"What you really want to do from a fermentation perspective is to be able to feed the yeast glucose, which is a cheap sugar source, and have the yeast do all the chemical steps required downstream to make your target therapeutic drug," Dueber said in a statement. "With our study, all the steps have been described, and it's now a matter of linking them together and scaling up the process. It's not a trivial challenge, but it's doable."
It might not ever be easy to get a worthwhile yield of drugs from a homebrew kit full of modified yeast. But because of the potential dangers of home-brewed opiates, Dueber and his co-authors hope that regulation will jump ahead of the science to keep DIY-ers from ever taking advantage of the new synthetic biology.
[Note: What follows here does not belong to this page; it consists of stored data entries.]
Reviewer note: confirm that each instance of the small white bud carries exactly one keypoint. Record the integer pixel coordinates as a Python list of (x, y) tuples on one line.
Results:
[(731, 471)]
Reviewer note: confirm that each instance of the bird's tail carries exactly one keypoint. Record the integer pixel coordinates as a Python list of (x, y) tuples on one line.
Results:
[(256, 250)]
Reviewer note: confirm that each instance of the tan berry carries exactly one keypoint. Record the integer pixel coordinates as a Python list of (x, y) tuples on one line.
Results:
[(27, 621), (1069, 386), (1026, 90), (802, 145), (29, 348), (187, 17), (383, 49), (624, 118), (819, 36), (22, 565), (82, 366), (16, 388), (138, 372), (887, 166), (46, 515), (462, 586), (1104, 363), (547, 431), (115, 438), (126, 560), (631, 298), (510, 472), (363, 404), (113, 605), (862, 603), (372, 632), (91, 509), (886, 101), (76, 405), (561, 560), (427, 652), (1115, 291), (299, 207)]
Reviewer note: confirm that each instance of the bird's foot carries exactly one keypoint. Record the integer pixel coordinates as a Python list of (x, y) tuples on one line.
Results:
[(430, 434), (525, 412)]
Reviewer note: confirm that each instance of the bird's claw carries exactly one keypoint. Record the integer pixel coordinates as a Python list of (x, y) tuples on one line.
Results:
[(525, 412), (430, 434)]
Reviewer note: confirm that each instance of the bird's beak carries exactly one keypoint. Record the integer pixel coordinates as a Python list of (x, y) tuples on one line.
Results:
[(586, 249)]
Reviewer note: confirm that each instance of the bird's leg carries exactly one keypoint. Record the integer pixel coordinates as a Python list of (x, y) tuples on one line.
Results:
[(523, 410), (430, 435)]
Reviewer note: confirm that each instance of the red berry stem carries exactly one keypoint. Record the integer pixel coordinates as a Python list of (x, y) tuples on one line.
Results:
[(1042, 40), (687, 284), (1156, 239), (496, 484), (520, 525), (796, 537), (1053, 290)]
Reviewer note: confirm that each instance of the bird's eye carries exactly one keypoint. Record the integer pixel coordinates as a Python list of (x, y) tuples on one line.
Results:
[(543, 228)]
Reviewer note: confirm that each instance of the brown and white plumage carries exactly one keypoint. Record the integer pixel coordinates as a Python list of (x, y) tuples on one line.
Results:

"Things are moving really fast right now," Kenneth Oye, an MIT professor not involved in the study told BuzzFeed News.
"It's not like tomorrow someone's going to have a fully integrated, one-pot pathway to go from sugar to morphine," Oye said. "But it's coming."
Oye, who penned a commentary article to accompany the new study in Nature, believes that regulations should be put in place to make brewing with the engineered yeast at home illegal. But others argue that if the process actually turns out to be as simple as brewing beer at home, squeezing people with regulation would just create black market demand for the yeast. And with synthetic biology turning into an increasingly accessible hobby thanks to better, cheaper equipment and techniques, it might just be a matter of time before the strain is recreated outside of a research lab.
"An additional concern is that once the knowledge of how to create an opiate-producing strain is out there, anyone trained in basic molecular biology could theoretically build it," Dueber said.